- Question ID:
- Legal Act:
- Regulation (EU) No 575/2013 (CRR)
- Credit risk
- COM Delegated or Implementing Acts/RTS/ITS/GLs/Recommendations:
- Not applicable
- Disclose name of institution / entity:
- Type of submitter:
- Credit institution
- Subject Matter:
- Risk weight for exposures to unrated institutions
Does Article 121 allow unrated institutions to be assigned government ratings only in the case of a government guarantee for the deposits of that bank? Additionally, does Article 121(3) apply to unrated institutions as well? Does it say that if we have a cash balance in an unrated bank we should assign a risk weight of 20%?
- Background on the question:
For the example of a German bank that is not rated, should we assign risk weight to it of 20% because Germany has high rating or do we first need to make sure that government guarantees deposits? Under Article 121(1), are unrated institutions allowed to be assigned government ratings even in the case when there is no government guarantee for that particular institution? I.e. an unrated German bank, that is not backed by the German government, but is incorporated in Germany, would be assigned the same rating as the German government? Following on, does Article 121(3) also apply to the above example, as long as the maturity is below 3 months, would the risk weighting of the institution be 20% regardless of that institutions rating?
- Date of submission:
- Published as Final Q&A:
- Final Answer:
Exposures to institutions for which a credit assessment by a nominated ECAI is not available should be risk-weighted according to Article 121 of Regulation (EU) 575/2013 (CRR). This article, including all its paragraphs, applies to all institutions for which a credit assessment by a nominated ECAI is not available without any other particular condition and, accordingly, does not depend on the existence of a government guarantee for deposits.
However, in accordance with Article 121(3), the risk weight shall be 20% specifically for exposures to unrated institutions with an original effective maturity not exceeding 3 months.

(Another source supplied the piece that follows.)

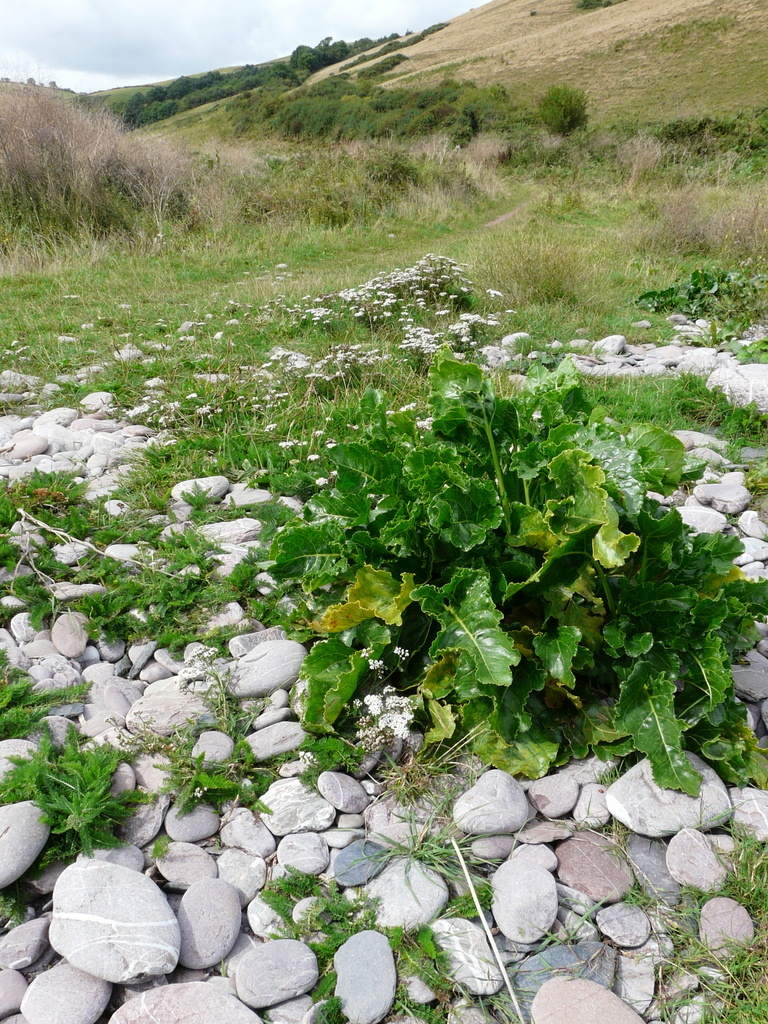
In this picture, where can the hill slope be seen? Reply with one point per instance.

If the exposure is secured by a central government guarantee that fulfils the requirements for unfunded credit protection set out in the Credit Risk Mitigation framework in Articles 213 to 215 of CRR, the guaranteed part of the exposure to an unrated institution could receive the risk weight of the central government providing the guarantee in accordance with Article 235 of CRR.
- Final Q&A
- Answer prepared by:
- Answer prepared by the EBA.
- Note to Q&A:
Update 26.03.2021: This Q&A has been reviewed in the light of the changes introduced to Regulation (EU) No 575/2013 (CRR) and continues to be relevant.